Design help on Multi Instance job

New2DS · Post by **New2DS** » Thu May 12, 2005 10:52 am

Hello All,

I saw many posts about the divide and conquer rule and I am planning to follow the same for the performance of my job. My job design is, reading a seq file with 30 million records and writing it to four different files based on the constraints.

I need some ideas in building a multi instance job. I saw option on the job parameters where we check for the multi instance but the questions I have is what should be my parameters for the input and all the 4 outputs and how do I run the job multiple times if we don't use a job sequencer. The job scheduler we use is Autosys. We have a 8 cpu machine

-Thanks

vmcburney · Post by **vmcburney** » Thu May 12, 2005 5:13 pm

Make sure you have the Multiple instance check box checked in job properties. Instead of calling the standard job name ProcessBigAssFile you call it with an instance id ProcessBigAssFile.one and ProcessBigAssFile.two. You can name these instance suffixes anything you want but it is good to choose a name that matches your partitioning method.

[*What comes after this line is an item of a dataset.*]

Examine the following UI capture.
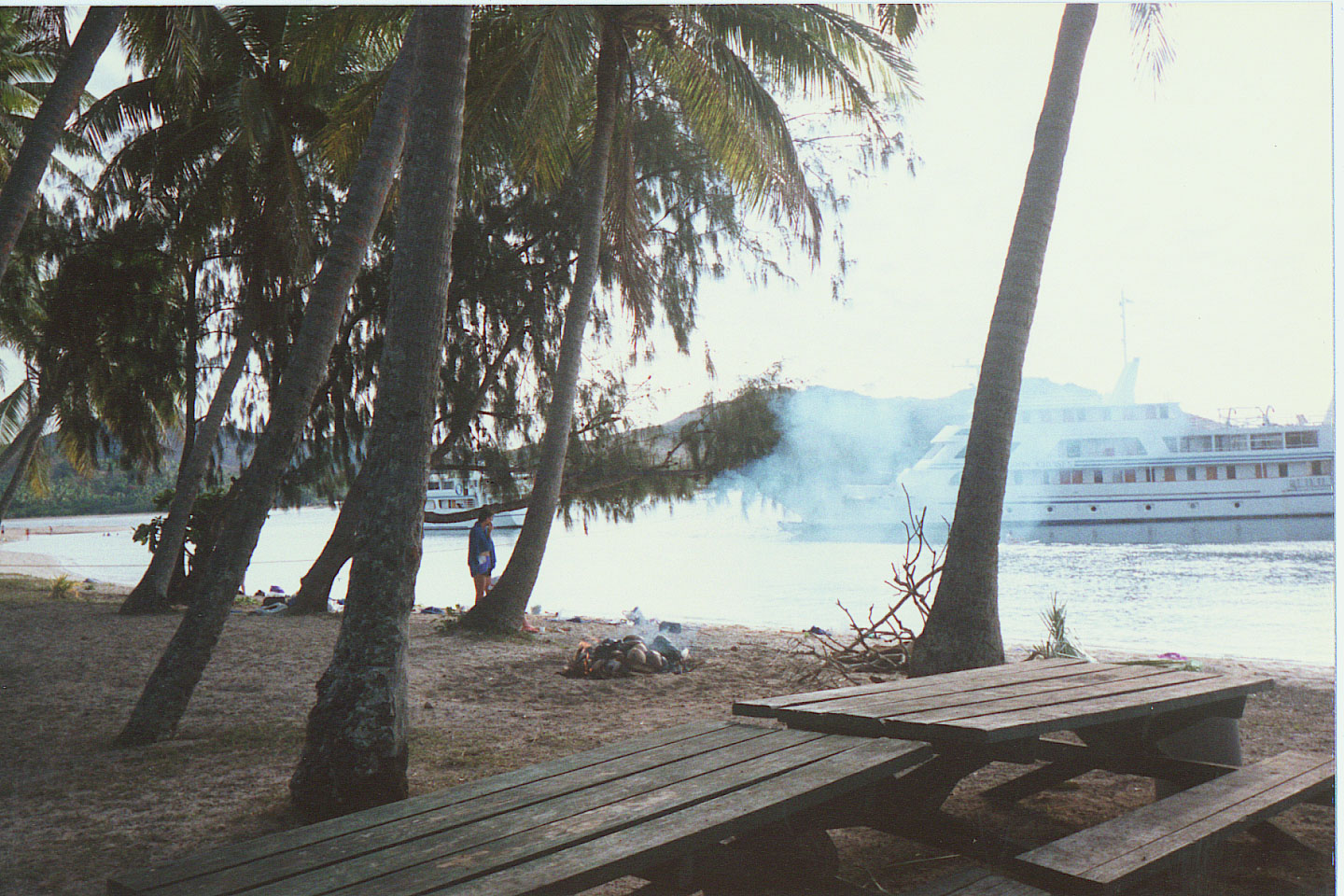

If you have partitioning in your job so that each job processes every 4th row starting at a different number then you could number then 1 to 4. It might be faster to break your source file up with some operating system scripts before you start processing.

kduke · Post by **kduke** » Thu May 12, 2005 8:51 pm

I would use the UNIX split command or dd to split this file into multiple files before running the jobs. This allows each job to read less data. You will need the disk space to do this.